January 28, 2013

I’ve written in the past about how high CPU Ready values can cause performance problems in VMware vSphere environments. For those who don’t know, CPU Ready is a measure of the amount of time that a guest VM is ready to run, but the VMware ESXi CPU Scheduler on the host is not able to immediately allocate cycles to the guest because it is busy doing work for other VM’s. CPU Ready values are exposed through ESXTOP and in the vSphere Client.

I’m often called into customer environments to do performance troubleshooting, and CPU Ready is one of the first performance measurements I check my first few minutes in the environment (I also look at memory balloon driver metrics, disk latency, CPU utilization and memory utilization of both hosts and guest VM’s). Unfortunately, I’m often called in after the excrement has made physical contact with a hydro-electric powered oscillating air current distribution device, and the customer is demanding a quick fix. Checking a few basic metrics in the vSphere Client is often enough to put me on the trail of the problem.

Note that the summation value is shown on hosts, guest VM’s and guest vCPU’s in the vSphere client. The different counters have slightly different meanings. Host CPU Ready might be a bit higher than an individual guest VM’s CPU Ready counter, for example. Host CPU ready is a good value to look at if all the VM’s are suffering performance issues. If just a single or a few VM’s are suffering performance issues, look at the guest VM CPU Ready value. The guest VM CPU Ready value is a summation of the CPU Ready of each vCPU on the guest.

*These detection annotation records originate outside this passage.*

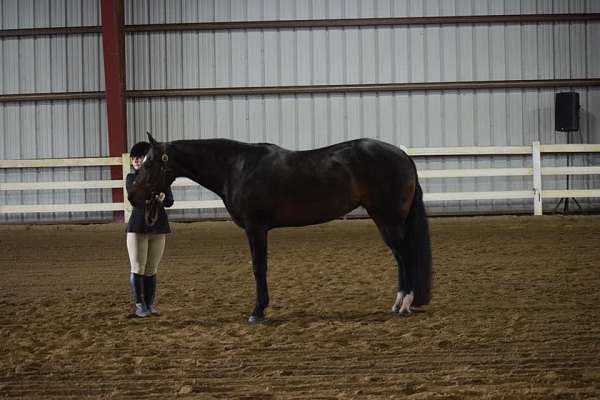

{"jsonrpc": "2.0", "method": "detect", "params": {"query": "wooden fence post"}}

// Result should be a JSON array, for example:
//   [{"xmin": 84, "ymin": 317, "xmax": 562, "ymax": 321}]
[{"xmin": 531, "ymin": 142, "xmax": 542, "ymax": 215}]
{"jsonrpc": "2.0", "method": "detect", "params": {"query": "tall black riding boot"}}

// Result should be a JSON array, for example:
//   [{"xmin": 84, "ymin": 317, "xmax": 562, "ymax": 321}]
[
  {"xmin": 144, "ymin": 274, "xmax": 160, "ymax": 315},
  {"xmin": 129, "ymin": 273, "xmax": 150, "ymax": 318}
]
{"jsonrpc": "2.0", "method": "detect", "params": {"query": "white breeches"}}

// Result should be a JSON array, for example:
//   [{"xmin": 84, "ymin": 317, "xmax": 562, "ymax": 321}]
[{"xmin": 127, "ymin": 232, "xmax": 167, "ymax": 276}]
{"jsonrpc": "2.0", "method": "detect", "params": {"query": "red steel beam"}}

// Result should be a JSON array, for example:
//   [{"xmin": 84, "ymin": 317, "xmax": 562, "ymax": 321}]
[{"xmin": 102, "ymin": 0, "xmax": 127, "ymax": 220}]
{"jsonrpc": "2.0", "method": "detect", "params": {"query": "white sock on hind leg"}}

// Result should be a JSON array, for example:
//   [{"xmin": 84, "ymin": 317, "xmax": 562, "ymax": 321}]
[
  {"xmin": 392, "ymin": 292, "xmax": 404, "ymax": 312},
  {"xmin": 398, "ymin": 292, "xmax": 415, "ymax": 314}
]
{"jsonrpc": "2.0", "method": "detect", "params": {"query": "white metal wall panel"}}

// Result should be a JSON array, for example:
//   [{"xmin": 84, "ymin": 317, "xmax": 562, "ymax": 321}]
[
  {"xmin": 128, "ymin": 88, "xmax": 600, "ymax": 216},
  {"xmin": 123, "ymin": 0, "xmax": 600, "ymax": 24},
  {"xmin": 124, "ymin": 23, "xmax": 600, "ymax": 90}
]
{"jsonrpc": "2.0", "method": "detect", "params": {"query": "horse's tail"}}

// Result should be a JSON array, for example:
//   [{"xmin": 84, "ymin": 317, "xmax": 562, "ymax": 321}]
[{"xmin": 405, "ymin": 173, "xmax": 432, "ymax": 306}]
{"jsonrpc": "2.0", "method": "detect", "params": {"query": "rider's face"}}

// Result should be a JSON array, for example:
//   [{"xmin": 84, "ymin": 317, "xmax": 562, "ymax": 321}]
[{"xmin": 131, "ymin": 156, "xmax": 144, "ymax": 171}]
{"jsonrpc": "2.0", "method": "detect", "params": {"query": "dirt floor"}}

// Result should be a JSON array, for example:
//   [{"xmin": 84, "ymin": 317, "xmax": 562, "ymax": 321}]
[{"xmin": 0, "ymin": 216, "xmax": 600, "ymax": 399}]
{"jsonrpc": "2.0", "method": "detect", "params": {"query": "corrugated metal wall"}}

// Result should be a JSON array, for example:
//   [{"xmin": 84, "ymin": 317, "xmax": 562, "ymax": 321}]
[
  {"xmin": 126, "ymin": 0, "xmax": 600, "ymax": 219},
  {"xmin": 0, "ymin": 0, "xmax": 600, "ymax": 221},
  {"xmin": 0, "ymin": 0, "xmax": 112, "ymax": 222}
]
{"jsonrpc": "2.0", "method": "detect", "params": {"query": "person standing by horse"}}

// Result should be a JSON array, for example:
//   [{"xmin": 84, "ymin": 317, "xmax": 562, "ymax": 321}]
[{"xmin": 126, "ymin": 142, "xmax": 174, "ymax": 318}]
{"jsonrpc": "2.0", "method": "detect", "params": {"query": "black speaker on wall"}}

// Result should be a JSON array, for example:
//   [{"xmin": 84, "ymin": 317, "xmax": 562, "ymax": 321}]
[{"xmin": 554, "ymin": 92, "xmax": 579, "ymax": 132}]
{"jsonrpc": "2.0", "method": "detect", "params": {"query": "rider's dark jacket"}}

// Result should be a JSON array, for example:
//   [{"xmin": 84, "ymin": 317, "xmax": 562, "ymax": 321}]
[{"xmin": 126, "ymin": 171, "xmax": 174, "ymax": 233}]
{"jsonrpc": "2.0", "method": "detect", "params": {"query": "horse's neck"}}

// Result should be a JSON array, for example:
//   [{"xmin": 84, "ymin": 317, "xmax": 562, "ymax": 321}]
[{"xmin": 169, "ymin": 140, "xmax": 242, "ymax": 198}]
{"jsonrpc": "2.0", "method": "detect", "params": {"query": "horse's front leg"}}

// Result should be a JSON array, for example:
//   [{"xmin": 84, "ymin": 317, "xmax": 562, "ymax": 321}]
[{"xmin": 246, "ymin": 228, "xmax": 269, "ymax": 323}]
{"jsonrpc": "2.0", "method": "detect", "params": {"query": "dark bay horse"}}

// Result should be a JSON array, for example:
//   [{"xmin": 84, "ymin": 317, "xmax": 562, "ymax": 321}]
[{"xmin": 129, "ymin": 133, "xmax": 432, "ymax": 322}]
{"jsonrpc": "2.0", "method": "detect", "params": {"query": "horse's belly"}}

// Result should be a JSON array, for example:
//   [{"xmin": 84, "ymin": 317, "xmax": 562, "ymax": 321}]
[{"xmin": 273, "ymin": 192, "xmax": 359, "ymax": 226}]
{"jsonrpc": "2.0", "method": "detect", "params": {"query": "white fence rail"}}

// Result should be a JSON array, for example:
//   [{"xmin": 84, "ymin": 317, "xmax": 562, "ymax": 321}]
[{"xmin": 0, "ymin": 142, "xmax": 600, "ymax": 217}]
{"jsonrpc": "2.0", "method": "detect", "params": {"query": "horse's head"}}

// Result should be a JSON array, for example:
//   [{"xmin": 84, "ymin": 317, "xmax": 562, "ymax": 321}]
[{"xmin": 128, "ymin": 132, "xmax": 175, "ymax": 207}]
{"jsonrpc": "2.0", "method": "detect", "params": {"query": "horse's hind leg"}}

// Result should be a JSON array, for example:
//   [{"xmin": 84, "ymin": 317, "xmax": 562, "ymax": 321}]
[{"xmin": 370, "ymin": 212, "xmax": 414, "ymax": 314}]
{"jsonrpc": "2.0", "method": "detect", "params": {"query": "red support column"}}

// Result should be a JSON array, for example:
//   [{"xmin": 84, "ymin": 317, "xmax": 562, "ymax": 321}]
[{"xmin": 102, "ymin": 0, "xmax": 127, "ymax": 221}]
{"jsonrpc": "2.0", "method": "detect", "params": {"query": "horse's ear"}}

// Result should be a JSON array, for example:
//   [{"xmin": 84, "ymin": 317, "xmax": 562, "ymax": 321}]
[{"xmin": 146, "ymin": 131, "xmax": 158, "ymax": 147}]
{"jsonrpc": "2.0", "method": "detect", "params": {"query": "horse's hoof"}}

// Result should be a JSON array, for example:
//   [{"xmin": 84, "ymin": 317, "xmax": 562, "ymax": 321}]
[{"xmin": 248, "ymin": 315, "xmax": 265, "ymax": 324}]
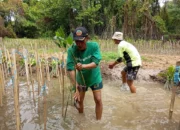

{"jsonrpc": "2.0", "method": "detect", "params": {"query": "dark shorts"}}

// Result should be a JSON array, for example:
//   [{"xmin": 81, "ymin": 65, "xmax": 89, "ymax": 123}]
[
  {"xmin": 123, "ymin": 66, "xmax": 140, "ymax": 80},
  {"xmin": 86, "ymin": 82, "xmax": 103, "ymax": 91}
]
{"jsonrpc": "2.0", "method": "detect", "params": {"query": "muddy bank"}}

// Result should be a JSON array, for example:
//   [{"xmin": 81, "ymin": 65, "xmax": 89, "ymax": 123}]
[{"xmin": 101, "ymin": 63, "xmax": 164, "ymax": 83}]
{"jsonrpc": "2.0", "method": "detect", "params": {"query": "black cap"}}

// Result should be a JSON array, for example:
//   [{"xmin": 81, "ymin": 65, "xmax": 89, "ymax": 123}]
[{"xmin": 73, "ymin": 27, "xmax": 88, "ymax": 41}]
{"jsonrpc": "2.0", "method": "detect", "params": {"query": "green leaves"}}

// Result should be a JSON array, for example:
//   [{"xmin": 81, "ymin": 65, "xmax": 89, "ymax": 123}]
[{"xmin": 54, "ymin": 27, "xmax": 73, "ymax": 49}]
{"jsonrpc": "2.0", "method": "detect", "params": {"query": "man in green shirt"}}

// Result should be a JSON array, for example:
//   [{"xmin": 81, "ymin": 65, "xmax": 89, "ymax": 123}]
[
  {"xmin": 67, "ymin": 27, "xmax": 103, "ymax": 120},
  {"xmin": 109, "ymin": 32, "xmax": 142, "ymax": 93}
]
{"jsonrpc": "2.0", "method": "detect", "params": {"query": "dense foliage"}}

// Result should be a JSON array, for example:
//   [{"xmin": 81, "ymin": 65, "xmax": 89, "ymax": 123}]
[{"xmin": 0, "ymin": 0, "xmax": 180, "ymax": 39}]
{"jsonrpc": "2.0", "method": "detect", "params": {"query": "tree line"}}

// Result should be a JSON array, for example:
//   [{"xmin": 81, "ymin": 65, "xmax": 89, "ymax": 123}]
[{"xmin": 0, "ymin": 0, "xmax": 180, "ymax": 39}]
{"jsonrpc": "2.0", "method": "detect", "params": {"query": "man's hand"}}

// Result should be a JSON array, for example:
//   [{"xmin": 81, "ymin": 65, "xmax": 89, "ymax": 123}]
[
  {"xmin": 75, "ymin": 63, "xmax": 83, "ymax": 70},
  {"xmin": 109, "ymin": 63, "xmax": 114, "ymax": 69}
]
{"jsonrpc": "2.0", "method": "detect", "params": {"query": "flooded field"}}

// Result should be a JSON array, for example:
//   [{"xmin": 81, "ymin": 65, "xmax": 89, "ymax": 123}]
[{"xmin": 0, "ymin": 80, "xmax": 180, "ymax": 130}]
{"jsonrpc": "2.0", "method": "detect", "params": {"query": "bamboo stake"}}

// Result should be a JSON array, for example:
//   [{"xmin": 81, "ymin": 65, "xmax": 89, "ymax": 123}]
[
  {"xmin": 62, "ymin": 53, "xmax": 64, "ymax": 117},
  {"xmin": 43, "ymin": 96, "xmax": 47, "ymax": 130},
  {"xmin": 169, "ymin": 86, "xmax": 176, "ymax": 119},
  {"xmin": 0, "ymin": 48, "xmax": 3, "ymax": 107},
  {"xmin": 23, "ymin": 48, "xmax": 30, "ymax": 92},
  {"xmin": 0, "ymin": 48, "xmax": 5, "ymax": 97},
  {"xmin": 58, "ymin": 52, "xmax": 62, "ymax": 94},
  {"xmin": 0, "ymin": 63, "xmax": 3, "ymax": 107},
  {"xmin": 12, "ymin": 49, "xmax": 20, "ymax": 130},
  {"xmin": 29, "ymin": 64, "xmax": 34, "ymax": 99},
  {"xmin": 35, "ymin": 43, "xmax": 40, "ymax": 95}
]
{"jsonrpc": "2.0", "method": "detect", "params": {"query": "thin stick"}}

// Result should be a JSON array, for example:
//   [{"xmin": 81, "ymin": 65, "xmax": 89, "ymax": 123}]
[
  {"xmin": 0, "ymin": 48, "xmax": 3, "ymax": 107},
  {"xmin": 29, "ymin": 64, "xmax": 34, "ymax": 99},
  {"xmin": 169, "ymin": 86, "xmax": 176, "ymax": 119},
  {"xmin": 35, "ymin": 43, "xmax": 40, "ymax": 95},
  {"xmin": 62, "ymin": 53, "xmax": 64, "ymax": 117},
  {"xmin": 64, "ymin": 93, "xmax": 71, "ymax": 120},
  {"xmin": 0, "ymin": 64, "xmax": 3, "ymax": 107},
  {"xmin": 43, "ymin": 96, "xmax": 47, "ymax": 130},
  {"xmin": 23, "ymin": 48, "xmax": 30, "ymax": 92},
  {"xmin": 12, "ymin": 49, "xmax": 20, "ymax": 130}
]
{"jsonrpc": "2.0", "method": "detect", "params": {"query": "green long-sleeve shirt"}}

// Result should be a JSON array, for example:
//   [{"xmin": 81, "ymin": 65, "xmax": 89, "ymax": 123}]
[{"xmin": 66, "ymin": 41, "xmax": 102, "ymax": 87}]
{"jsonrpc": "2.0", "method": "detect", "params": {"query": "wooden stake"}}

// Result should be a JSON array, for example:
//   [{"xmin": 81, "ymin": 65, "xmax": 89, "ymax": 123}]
[
  {"xmin": 169, "ymin": 86, "xmax": 176, "ymax": 119},
  {"xmin": 35, "ymin": 43, "xmax": 40, "ymax": 95},
  {"xmin": 43, "ymin": 96, "xmax": 47, "ymax": 130},
  {"xmin": 62, "ymin": 54, "xmax": 64, "ymax": 117},
  {"xmin": 12, "ymin": 49, "xmax": 20, "ymax": 130},
  {"xmin": 0, "ymin": 63, "xmax": 3, "ymax": 107},
  {"xmin": 0, "ymin": 48, "xmax": 3, "ymax": 107},
  {"xmin": 23, "ymin": 48, "xmax": 30, "ymax": 92},
  {"xmin": 29, "ymin": 64, "xmax": 34, "ymax": 99}
]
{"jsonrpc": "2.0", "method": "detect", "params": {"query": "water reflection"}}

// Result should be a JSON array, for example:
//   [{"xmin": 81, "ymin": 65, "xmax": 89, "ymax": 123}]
[{"xmin": 0, "ymin": 80, "xmax": 180, "ymax": 130}]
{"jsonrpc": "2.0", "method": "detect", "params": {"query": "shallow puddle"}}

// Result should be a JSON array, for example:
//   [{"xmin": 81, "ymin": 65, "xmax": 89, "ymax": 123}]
[{"xmin": 0, "ymin": 79, "xmax": 180, "ymax": 130}]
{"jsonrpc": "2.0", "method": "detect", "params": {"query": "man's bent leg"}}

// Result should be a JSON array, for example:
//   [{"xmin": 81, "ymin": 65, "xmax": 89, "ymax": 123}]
[
  {"xmin": 121, "ymin": 70, "xmax": 127, "ymax": 84},
  {"xmin": 93, "ymin": 90, "xmax": 103, "ymax": 120},
  {"xmin": 127, "ymin": 80, "xmax": 136, "ymax": 93},
  {"xmin": 78, "ymin": 92, "xmax": 85, "ymax": 113}
]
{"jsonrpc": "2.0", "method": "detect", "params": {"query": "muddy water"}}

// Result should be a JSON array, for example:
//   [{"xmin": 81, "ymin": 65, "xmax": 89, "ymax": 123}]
[{"xmin": 0, "ymin": 80, "xmax": 180, "ymax": 130}]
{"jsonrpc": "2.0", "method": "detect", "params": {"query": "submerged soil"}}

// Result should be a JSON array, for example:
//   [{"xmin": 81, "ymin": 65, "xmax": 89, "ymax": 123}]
[
  {"xmin": 101, "ymin": 54, "xmax": 180, "ymax": 82},
  {"xmin": 0, "ymin": 54, "xmax": 180, "ymax": 130}
]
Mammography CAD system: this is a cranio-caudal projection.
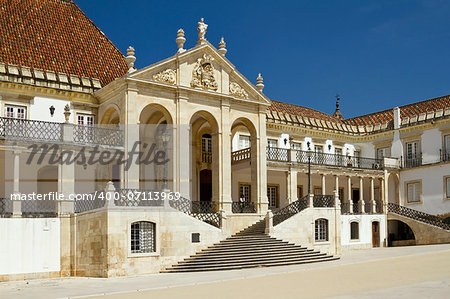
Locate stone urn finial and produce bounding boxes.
[219,36,228,56]
[125,46,136,73]
[256,73,264,92]
[175,28,186,53]
[64,104,70,123]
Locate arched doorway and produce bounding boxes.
[388,220,416,246]
[190,111,220,209]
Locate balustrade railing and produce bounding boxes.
[388,202,450,230]
[403,153,422,168]
[231,147,251,163]
[266,146,290,162]
[313,195,334,208]
[0,117,62,142]
[273,195,309,226]
[231,201,256,213]
[202,152,212,163]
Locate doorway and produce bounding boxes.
[200,169,212,201]
[372,221,380,247]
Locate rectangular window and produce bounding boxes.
[444,177,450,199]
[406,182,421,203]
[267,139,278,147]
[239,135,250,149]
[377,147,391,159]
[5,105,27,119]
[239,184,251,202]
[267,186,278,208]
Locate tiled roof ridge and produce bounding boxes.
[344,94,450,122]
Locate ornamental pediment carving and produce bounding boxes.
[230,82,248,99]
[152,69,177,85]
[191,54,218,91]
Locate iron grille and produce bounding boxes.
[313,195,334,208]
[0,117,62,142]
[388,202,450,230]
[231,201,256,213]
[75,191,106,213]
[273,195,309,226]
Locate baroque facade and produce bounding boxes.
[0,0,450,281]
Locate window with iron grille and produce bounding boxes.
[239,184,250,202]
[131,221,156,253]
[314,218,328,242]
[350,221,359,240]
[267,186,278,208]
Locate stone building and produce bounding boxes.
[0,0,450,281]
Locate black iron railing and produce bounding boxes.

As a rule of thumb, a Real-Time CPU Ready value of 10% or greater on a vCPU indicates declining performance for server workloads (I usually go with a bit lower value for VMware View virtual desktops (VDI) as users are much more likely to perceive CPU Ready on desktops that they are actively using than on a server they are connected to through a client-server setup). Theoretically, on VM’s with multiple vCPU’s the guest VM counter is safe to go beyond 10% so long as the per-vCPU counter is under 10%. For 2 vCPU VM’s the whole VM CPU Ready value can hit 20%, for a 4 vCPU 40%, etc. before we hit that 10% rule of thumb (Because the ESX CPU Scheduler has to co-schedule all vCPU’s on a VM, bigger VM’s are more prone to CPU Ready on hosts with CPU contention. This probably offsets the theoretical vCPU percentages).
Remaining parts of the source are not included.